AMS's science goals are things like "search for anti-helium", "measure positron spectrum", "search for strangelets". But the data it transmits to the ground looks more like this:
| Tracker | strip #12334 | 123 units |
| Tracker | strip #12354 | 14 units |
| Tracker | strip #18003 | 1024 units |
| Tracker | strip #00334 | 54 units |
| TOF | tube #54 | 7 units |
| TRD | temp #100 | 10 C |
Understanding the data begins at the Science Operations Center, or S.O.C., where we pore over the raw data. We have to combine all of our knowledge of physics, our years of detector construction and calibration, vast computer simulationsm and the properties of the flight data itself, to understand the physics. Ultimately, we end up with a suite of software - called "reconstruction software" - which processes raw data (like the made-up example above), and generates a database of particles. Each database entry lists one particle that passed through the detector; it contains our best guesses as to that particle's charge, speed, momentum, etc.; and it contains a lot of detailed detector information.
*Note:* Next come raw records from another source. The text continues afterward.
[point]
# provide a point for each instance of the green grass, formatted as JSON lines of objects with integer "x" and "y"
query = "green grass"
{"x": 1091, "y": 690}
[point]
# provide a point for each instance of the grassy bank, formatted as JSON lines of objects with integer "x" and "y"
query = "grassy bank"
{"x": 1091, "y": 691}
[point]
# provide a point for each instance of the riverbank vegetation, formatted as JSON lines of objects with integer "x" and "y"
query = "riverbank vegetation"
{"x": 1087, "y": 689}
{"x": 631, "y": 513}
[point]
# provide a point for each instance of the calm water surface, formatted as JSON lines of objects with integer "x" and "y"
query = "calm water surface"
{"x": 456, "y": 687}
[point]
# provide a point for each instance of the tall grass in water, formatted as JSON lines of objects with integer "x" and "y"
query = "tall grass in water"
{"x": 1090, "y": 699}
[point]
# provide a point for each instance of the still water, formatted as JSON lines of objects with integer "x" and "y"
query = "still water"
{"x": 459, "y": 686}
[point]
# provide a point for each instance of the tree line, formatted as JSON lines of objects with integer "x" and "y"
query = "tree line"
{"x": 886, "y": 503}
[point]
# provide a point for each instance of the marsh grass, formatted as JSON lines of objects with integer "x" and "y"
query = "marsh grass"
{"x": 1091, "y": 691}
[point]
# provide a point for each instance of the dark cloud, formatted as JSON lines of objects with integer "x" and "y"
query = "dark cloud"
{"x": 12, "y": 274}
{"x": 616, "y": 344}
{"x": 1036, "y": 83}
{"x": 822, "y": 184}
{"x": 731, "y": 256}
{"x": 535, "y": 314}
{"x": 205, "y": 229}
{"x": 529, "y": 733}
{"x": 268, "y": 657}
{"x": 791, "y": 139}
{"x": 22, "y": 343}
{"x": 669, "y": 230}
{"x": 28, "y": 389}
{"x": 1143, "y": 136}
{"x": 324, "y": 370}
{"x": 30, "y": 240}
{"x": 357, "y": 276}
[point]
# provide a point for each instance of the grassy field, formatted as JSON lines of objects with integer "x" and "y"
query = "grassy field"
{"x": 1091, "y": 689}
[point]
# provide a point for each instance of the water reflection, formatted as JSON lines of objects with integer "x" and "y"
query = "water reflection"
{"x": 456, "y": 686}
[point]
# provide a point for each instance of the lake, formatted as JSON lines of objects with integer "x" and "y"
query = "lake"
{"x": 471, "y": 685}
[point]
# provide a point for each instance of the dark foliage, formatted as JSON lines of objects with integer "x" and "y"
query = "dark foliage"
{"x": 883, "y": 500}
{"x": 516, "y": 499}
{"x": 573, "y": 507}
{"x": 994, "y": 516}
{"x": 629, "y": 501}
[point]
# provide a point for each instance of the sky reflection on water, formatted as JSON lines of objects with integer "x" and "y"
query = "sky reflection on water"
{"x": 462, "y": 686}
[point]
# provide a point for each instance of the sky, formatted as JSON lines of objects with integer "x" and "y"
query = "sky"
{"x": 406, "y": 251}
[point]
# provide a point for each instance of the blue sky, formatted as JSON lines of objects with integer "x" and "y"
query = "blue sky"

The reconstructed particle database contains a mixture of well-measured particle events, and poorly-measured events where (for example) there are large error bars on the mass, or the charge, and even events where we're not sure we saw a particle at all. At the Science Operations Center, AMS physicists will also wrestle with these uncertainties. We will find the best way to measure the physical processes - the antihelium nuclei, cosmic-ray positrons or whatever - that are responsible for every one of those bits of raw data.